İlki, CHP eski milletvekili Umut Oran’ın 26-27 Temmuz günlerinde, davetli olduğu düğüne katılmak için geldiği bir zaman diliminde hazırladığını iddia ettiği rapordur.

İkincisi, CHP Genel Başkan Yardımcısı Veli Ağbaba başkanlığındaki heyetin hazırladığı metin.

15-08/13/uuu.jpgCHP'li Veli Ağababa (sağda) ve Umut Oran'ın Adıyaman raporları, yabancı medyaya da referans oldu.

Aynı zaman diliminde hazırlanan bu iki raporda Adıyaman ili üzerinden farklı ve ilginç iddialar gündeme taşındı.

İddialar ve gerçekler

Öncelikle; bazı medya organlarında yer alan ve tartışmalara neden olan yer alan iki rapordaki iddiaları ve bunlara ilişkin gerçekleri dile getirmekte fayda var.

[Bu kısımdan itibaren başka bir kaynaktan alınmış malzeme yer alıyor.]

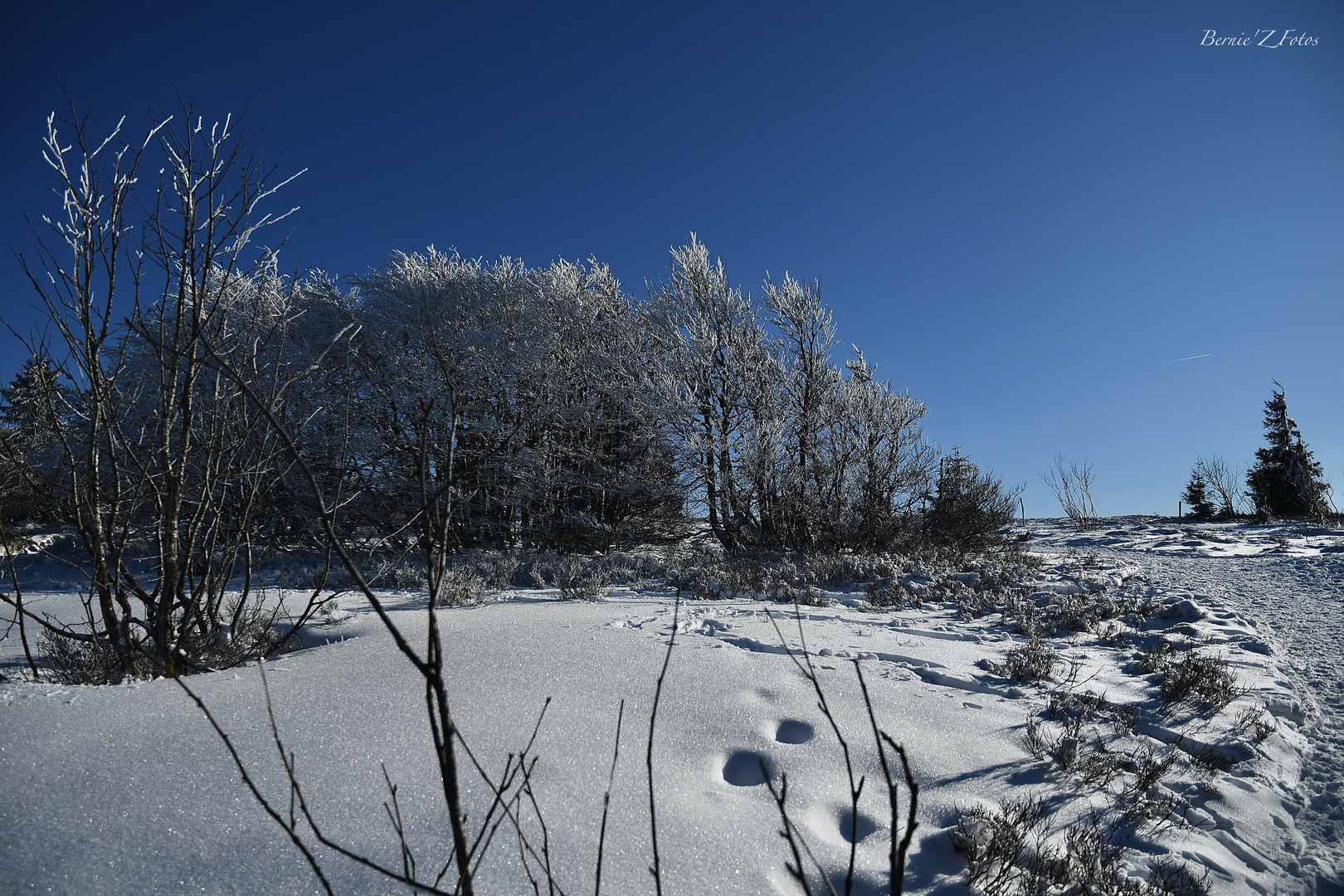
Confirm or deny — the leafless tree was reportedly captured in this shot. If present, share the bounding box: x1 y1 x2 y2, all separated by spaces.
5 96 330 671
1195 454 1250 517
1040 454 1097 529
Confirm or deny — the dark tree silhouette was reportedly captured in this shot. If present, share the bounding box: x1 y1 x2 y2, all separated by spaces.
1246 380 1331 517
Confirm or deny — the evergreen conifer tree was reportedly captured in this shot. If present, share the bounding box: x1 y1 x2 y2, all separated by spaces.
1180 467 1218 520
1246 382 1329 517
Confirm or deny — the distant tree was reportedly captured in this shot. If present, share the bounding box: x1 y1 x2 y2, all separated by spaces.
925 447 1024 551
0 354 63 523
1195 454 1246 520
1180 465 1218 520
1246 380 1329 517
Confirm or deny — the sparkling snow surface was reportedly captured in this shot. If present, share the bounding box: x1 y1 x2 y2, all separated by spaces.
0 519 1344 894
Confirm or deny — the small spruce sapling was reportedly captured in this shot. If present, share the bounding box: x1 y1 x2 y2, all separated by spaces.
1180 467 1218 520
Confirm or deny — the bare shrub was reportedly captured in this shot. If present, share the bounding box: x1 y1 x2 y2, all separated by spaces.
1233 707 1278 743
1040 454 1097 529
1138 638 1246 712
1195 454 1251 520
984 636 1059 681
952 796 1208 896
555 556 607 601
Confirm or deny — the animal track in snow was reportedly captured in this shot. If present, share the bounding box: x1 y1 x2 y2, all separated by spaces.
774 718 815 744
723 750 774 787
840 809 878 844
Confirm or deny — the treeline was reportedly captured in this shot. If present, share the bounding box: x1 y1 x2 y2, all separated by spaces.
0 108 1015 681
2 236 1012 559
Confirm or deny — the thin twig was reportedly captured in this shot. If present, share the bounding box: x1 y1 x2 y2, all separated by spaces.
644 588 681 896
592 700 625 896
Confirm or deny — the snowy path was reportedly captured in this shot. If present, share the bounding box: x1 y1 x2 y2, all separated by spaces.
1149 555 1344 892
1045 523 1344 896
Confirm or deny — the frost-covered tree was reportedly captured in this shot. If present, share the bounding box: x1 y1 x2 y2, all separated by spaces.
12 98 317 681
923 447 1023 551
1246 382 1329 517
0 354 67 523
650 234 781 549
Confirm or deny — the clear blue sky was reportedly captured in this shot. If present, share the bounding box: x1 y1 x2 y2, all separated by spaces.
0 0 1344 516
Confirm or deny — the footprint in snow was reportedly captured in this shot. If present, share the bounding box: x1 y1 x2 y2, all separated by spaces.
840 809 878 844
774 718 815 744
723 750 774 787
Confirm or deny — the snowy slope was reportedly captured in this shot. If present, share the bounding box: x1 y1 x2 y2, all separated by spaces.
0 523 1342 894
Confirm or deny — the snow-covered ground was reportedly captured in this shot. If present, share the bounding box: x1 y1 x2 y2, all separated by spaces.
0 519 1344 894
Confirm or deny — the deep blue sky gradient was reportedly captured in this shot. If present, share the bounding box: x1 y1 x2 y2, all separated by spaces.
0 0 1344 516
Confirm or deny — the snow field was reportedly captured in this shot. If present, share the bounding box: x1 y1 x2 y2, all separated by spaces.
0 521 1340 894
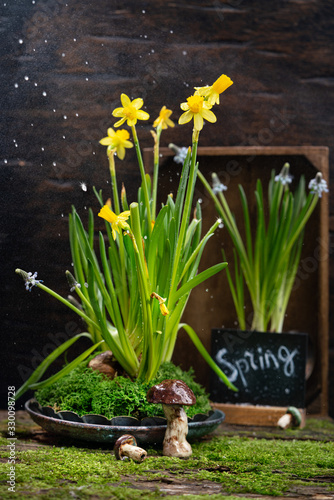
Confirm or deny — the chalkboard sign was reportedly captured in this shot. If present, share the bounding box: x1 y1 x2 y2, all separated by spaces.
210 329 307 408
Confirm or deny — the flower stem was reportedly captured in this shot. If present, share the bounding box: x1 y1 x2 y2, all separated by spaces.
152 127 162 220
131 125 152 234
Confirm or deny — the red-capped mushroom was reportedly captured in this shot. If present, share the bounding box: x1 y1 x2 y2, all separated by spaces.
146 379 196 458
114 434 147 462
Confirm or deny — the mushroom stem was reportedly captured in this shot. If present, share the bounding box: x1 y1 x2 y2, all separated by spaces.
277 413 292 429
162 404 192 458
122 443 147 462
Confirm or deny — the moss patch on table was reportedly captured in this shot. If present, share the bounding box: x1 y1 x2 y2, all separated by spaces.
0 412 334 500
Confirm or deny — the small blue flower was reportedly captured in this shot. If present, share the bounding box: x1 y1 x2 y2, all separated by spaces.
275 163 292 186
308 172 329 198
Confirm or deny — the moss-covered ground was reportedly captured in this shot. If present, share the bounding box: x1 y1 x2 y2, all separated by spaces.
0 412 334 500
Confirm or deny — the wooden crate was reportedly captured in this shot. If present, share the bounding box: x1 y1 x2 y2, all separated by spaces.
144 146 329 423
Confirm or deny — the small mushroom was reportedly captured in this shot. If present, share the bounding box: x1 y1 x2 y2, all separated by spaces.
146 379 196 458
277 406 302 429
114 434 147 462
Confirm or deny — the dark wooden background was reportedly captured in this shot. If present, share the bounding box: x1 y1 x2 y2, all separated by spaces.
0 0 334 414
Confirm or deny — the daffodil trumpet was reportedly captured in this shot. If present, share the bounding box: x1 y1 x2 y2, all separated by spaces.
15 74 236 394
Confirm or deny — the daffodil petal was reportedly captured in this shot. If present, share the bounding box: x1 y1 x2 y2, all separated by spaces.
117 146 125 160
136 109 150 120
98 205 116 224
194 109 204 130
121 94 131 108
99 137 112 146
112 108 124 117
108 127 116 137
202 109 217 123
131 97 144 109
114 116 126 127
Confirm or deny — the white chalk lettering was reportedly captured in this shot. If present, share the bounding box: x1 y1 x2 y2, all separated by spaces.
215 345 298 387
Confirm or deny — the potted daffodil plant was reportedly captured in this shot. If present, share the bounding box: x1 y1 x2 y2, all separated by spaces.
16 75 236 422
198 154 328 408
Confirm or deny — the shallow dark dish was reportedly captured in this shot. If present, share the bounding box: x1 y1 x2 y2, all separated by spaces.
25 399 225 445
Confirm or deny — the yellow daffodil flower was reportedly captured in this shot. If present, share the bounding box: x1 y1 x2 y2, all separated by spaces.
151 292 169 316
112 94 150 127
153 106 174 130
98 205 130 240
195 75 233 106
179 94 217 131
100 128 133 160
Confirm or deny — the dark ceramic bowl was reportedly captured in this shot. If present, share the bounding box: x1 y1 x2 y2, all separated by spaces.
25 399 225 445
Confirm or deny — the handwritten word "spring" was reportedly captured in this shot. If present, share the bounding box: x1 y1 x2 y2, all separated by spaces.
216 345 298 387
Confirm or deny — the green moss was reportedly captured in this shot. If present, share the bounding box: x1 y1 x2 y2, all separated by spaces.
0 430 334 500
35 362 211 419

1. Suriye’den ambulanslarla yaralıların getirildiği, bu ambulansların dönüşte ise militanları 20 TL karşılığında Suriye’ye taşıdıkları iddia edilmektedir.

Öncelikle, Adıyaman, Suriye sınırında bir il değil.

Ambulanslarla taşınan yaralılar PYD ve ÖSO mensubu kişiler. Bu kişiler sınır bölgesinde alınmakta ve ambulanslar sınırdan içeri girmemektedir. Teslim alınan yaralılar Suruç ve Kilis’e getirilmekte, buradan da hastaneler gönderilmektedirler.

15-08/13/adiyaman-gece.jpg

Yapılan araştırmalarda Suriye’deki savaş başladığı günden bu yana Adıyaman’a gelen herhangi bir ambulans ve yaralı olmamış. Dolayısıyla da, 20 TL geçiş ücretine ilişkin herhangi bir bilgi ve veri söz konusu değil.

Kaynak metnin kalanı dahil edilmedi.